BE MY CARLOTTA
   
by J.D. Blair
Charlene moved a quarter turn away, deflecting C.J.’s verbal barrage, but was unable to ignore the pity in the eyes of the witnesses in the room.  When he drank, C.J. became a bully and a boor and, in those moments, sympathies always turned to Charlene who absorbed the barbs aimed most times and without cause at her.  He often wondered aloud to Charlene why people continued to invite him anywhere.  Host Brian Keen took C.J. by the arm and led him to the door.  “Come on, laureate, it’s time to get some air.” 

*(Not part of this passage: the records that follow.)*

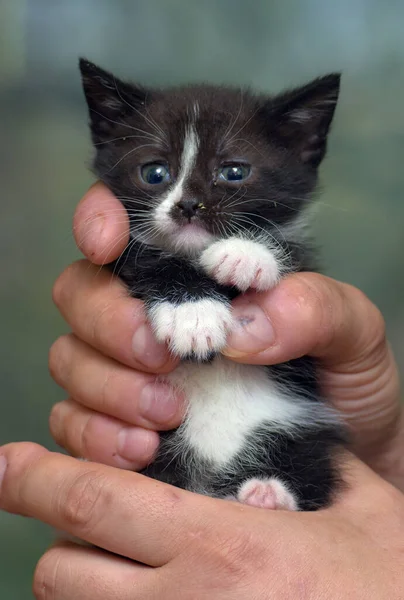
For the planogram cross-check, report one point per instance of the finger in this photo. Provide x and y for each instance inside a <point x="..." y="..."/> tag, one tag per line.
<point x="122" y="512"/>
<point x="106" y="386"/>
<point x="68" y="571"/>
<point x="100" y="312"/>
<point x="307" y="313"/>
<point x="100" y="225"/>
<point x="88" y="434"/>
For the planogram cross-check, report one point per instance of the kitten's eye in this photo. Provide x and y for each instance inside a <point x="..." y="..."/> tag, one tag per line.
<point x="234" y="172"/>
<point x="155" y="173"/>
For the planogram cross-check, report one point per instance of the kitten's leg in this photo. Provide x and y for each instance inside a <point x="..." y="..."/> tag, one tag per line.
<point x="188" y="310"/>
<point x="195" y="328"/>
<point x="267" y="493"/>
<point x="242" y="263"/>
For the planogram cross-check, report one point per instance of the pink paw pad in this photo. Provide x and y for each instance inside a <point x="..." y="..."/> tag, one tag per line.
<point x="267" y="493"/>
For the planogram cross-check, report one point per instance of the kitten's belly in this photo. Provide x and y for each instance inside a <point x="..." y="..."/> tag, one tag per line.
<point x="228" y="401"/>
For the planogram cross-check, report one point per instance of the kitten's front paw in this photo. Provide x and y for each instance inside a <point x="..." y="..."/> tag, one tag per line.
<point x="241" y="263"/>
<point x="197" y="328"/>
<point x="267" y="493"/>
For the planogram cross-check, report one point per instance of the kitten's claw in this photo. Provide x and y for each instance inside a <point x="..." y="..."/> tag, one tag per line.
<point x="241" y="263"/>
<point x="197" y="328"/>
<point x="267" y="493"/>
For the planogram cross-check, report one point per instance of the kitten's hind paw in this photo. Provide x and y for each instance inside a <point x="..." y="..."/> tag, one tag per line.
<point x="241" y="263"/>
<point x="267" y="493"/>
<point x="196" y="329"/>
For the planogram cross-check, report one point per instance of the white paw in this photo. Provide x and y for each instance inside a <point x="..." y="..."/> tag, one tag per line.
<point x="267" y="493"/>
<point x="198" y="327"/>
<point x="241" y="263"/>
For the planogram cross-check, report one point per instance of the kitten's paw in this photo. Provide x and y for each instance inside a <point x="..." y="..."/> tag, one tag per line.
<point x="241" y="263"/>
<point x="195" y="329"/>
<point x="267" y="493"/>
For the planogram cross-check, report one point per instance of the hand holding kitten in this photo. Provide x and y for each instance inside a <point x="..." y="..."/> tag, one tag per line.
<point x="113" y="412"/>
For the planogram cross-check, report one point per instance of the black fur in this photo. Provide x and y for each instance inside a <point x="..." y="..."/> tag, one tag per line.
<point x="284" y="139"/>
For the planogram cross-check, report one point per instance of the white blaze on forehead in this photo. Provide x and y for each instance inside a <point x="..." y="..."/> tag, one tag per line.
<point x="188" y="160"/>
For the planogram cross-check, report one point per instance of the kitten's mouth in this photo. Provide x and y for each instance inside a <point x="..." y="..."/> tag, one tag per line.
<point x="191" y="235"/>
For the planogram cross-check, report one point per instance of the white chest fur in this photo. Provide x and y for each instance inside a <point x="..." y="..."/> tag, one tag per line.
<point x="227" y="401"/>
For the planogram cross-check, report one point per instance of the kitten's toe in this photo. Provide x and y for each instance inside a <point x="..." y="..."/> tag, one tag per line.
<point x="267" y="493"/>
<point x="241" y="263"/>
<point x="195" y="329"/>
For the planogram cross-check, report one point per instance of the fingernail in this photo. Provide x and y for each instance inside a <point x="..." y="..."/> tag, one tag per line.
<point x="253" y="331"/>
<point x="147" y="350"/>
<point x="158" y="402"/>
<point x="3" y="467"/>
<point x="137" y="445"/>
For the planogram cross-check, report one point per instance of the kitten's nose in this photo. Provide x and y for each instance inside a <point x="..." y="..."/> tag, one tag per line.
<point x="188" y="207"/>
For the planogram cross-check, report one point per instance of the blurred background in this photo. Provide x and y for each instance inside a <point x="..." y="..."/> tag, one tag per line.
<point x="44" y="148"/>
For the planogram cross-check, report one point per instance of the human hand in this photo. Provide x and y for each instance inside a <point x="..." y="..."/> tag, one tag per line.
<point x="103" y="366"/>
<point x="166" y="543"/>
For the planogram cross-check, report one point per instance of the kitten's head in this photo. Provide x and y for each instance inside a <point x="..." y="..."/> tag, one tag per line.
<point x="198" y="163"/>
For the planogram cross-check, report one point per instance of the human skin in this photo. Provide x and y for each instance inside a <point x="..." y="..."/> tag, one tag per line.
<point x="193" y="546"/>
<point x="108" y="364"/>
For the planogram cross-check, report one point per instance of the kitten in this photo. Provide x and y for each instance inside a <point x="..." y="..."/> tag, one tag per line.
<point x="216" y="181"/>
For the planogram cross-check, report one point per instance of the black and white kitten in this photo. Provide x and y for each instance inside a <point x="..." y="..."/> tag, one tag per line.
<point x="215" y="182"/>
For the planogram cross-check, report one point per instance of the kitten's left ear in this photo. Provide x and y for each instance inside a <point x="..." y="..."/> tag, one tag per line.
<point x="108" y="98"/>
<point x="303" y="117"/>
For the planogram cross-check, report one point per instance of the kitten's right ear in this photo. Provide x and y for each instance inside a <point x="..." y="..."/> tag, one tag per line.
<point x="108" y="98"/>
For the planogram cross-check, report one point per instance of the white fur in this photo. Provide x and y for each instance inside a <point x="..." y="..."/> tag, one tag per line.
<point x="174" y="236"/>
<point x="242" y="263"/>
<point x="195" y="327"/>
<point x="227" y="401"/>
<point x="267" y="493"/>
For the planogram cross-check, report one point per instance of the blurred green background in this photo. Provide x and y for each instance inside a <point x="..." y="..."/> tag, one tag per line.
<point x="44" y="150"/>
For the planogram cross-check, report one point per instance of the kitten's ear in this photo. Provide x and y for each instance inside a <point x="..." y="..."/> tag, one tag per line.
<point x="108" y="98"/>
<point x="304" y="117"/>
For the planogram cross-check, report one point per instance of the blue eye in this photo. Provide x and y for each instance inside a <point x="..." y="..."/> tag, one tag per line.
<point x="155" y="173"/>
<point x="234" y="172"/>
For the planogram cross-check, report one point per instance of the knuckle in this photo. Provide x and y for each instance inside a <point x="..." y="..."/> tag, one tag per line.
<point x="60" y="290"/>
<point x="88" y="438"/>
<point x="85" y="502"/>
<point x="59" y="359"/>
<point x="46" y="575"/>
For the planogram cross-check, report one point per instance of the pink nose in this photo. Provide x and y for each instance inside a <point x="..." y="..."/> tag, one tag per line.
<point x="188" y="207"/>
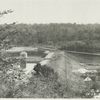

        C.J. went without a fight, but with a drunken sneer raised his whisky tumbler toward the rest of the party.  “Nobody edits me, goddamn it.”
    
Because Charles Jackson Emery had two best-selling novels to his name and collections of poems and short stories, villagers referred to him as “Laureate,” and when he wasn’t writing he often spent wasted hours at the village pub drinking alone, while bartender Barney Emmons took the brunt of Emery’s surliness and endured his outlandish stories of a past littered with the damaged lives of two ex-wives and five children who no longer acknowledged him.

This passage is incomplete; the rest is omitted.